TAMPA—John Boehner thinks the national political conventions are too long and too costly, and that the defining documents they produce, the party platforms, are tedious things that nobody ever bothers to read. On the other hand, conventions occasion such events as the speaker’s luncheon on Monday with the press, where Boehner watched reporters dine on steak and lobster, while he answered their questions as his own portion grew cold (“The idea that I was gonna eat here,” he said, “was a lie.”)
Boehner cited his own reputation for straight talk, which was put to the test when he was reminded of his comment last month that “The American people probably aren’t going to fall in love with Mitt Romney.” He did not back away from the statement, instead explaining that Romney didn’t have the chance to properly introduce himself to the voting public during the Republican primary, when his opponents were “busy tearing [him] apart.”
“That why I think his speech is very important,” Boehner said, notching up the pressure on the presumptive nominee’s Thursday night appearance. “This is his opportunity to re-introduce himself to the American people.”
Boehner praised Romney’s selection of Paul Ryan as his running mate, precisely because it was, in Boehner’s view, “the riskier choice.”
“He had safer places he could have gone,” Boehner said. “I think he understood that he had to be on offense and that we had to be on offense through this election, and putting someone as strong, with a very clear record, as Paul Ryan on the ticket, says an awful lot about our nominee. I think it has brought energy to the campaign, and I think it has brought energy to the candidate.”
Boehner turned aside questions about the Republicans’ abiding gender-gap problem, noting that the other side of the GOP’s women problem is Obama’s deficit among men. Anyway, Boehner asserted—repeatedly—the election will be decided on the economy.

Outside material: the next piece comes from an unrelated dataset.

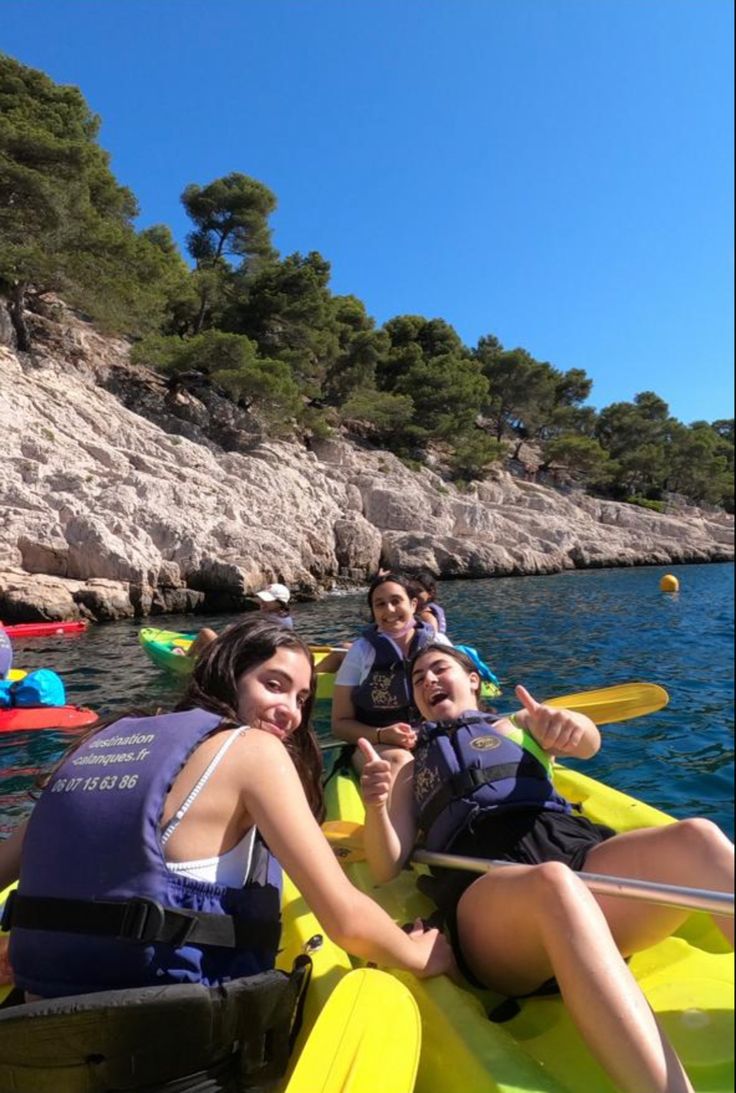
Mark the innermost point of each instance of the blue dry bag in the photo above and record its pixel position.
(41, 688)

The speaker acknowledged that Republicans have work to do in selling the party to African Americans and Hispanics, but he suggested that the GOP is counting on the economy depressing turnout of Obama’s base. “Think about who this economic downturn has hurt the most—blacks, Hispanics, young people,” he said. “This election about economics. These groups have been hit the hardest. They may not show up and vote for our candidate, but I suggest to you that they won’t show up and vote for the president either.”
Boehner has spent the last month raising money for his Republican House candidates, and he said Monday that, despite conventional wisdom to the contrary, he hopes to increase the size of the Republican majority. “We’re in a strong position,” he said.
Regarding the relatively low profile at the convention of the freshman members of his conference—the so-called Tea Party freshmen (only one of whom has been given a speaking role here)—Boehner said that most of them are at home with their families, and campaigning. He said the low public opinion of Congress is as old as the republic, although he did suggest that at least some of the public’s disregard is earned.
“We have 435 members,” Boehner said, “and on any given day some of them are probably out doing things they shouldn’t be doing.”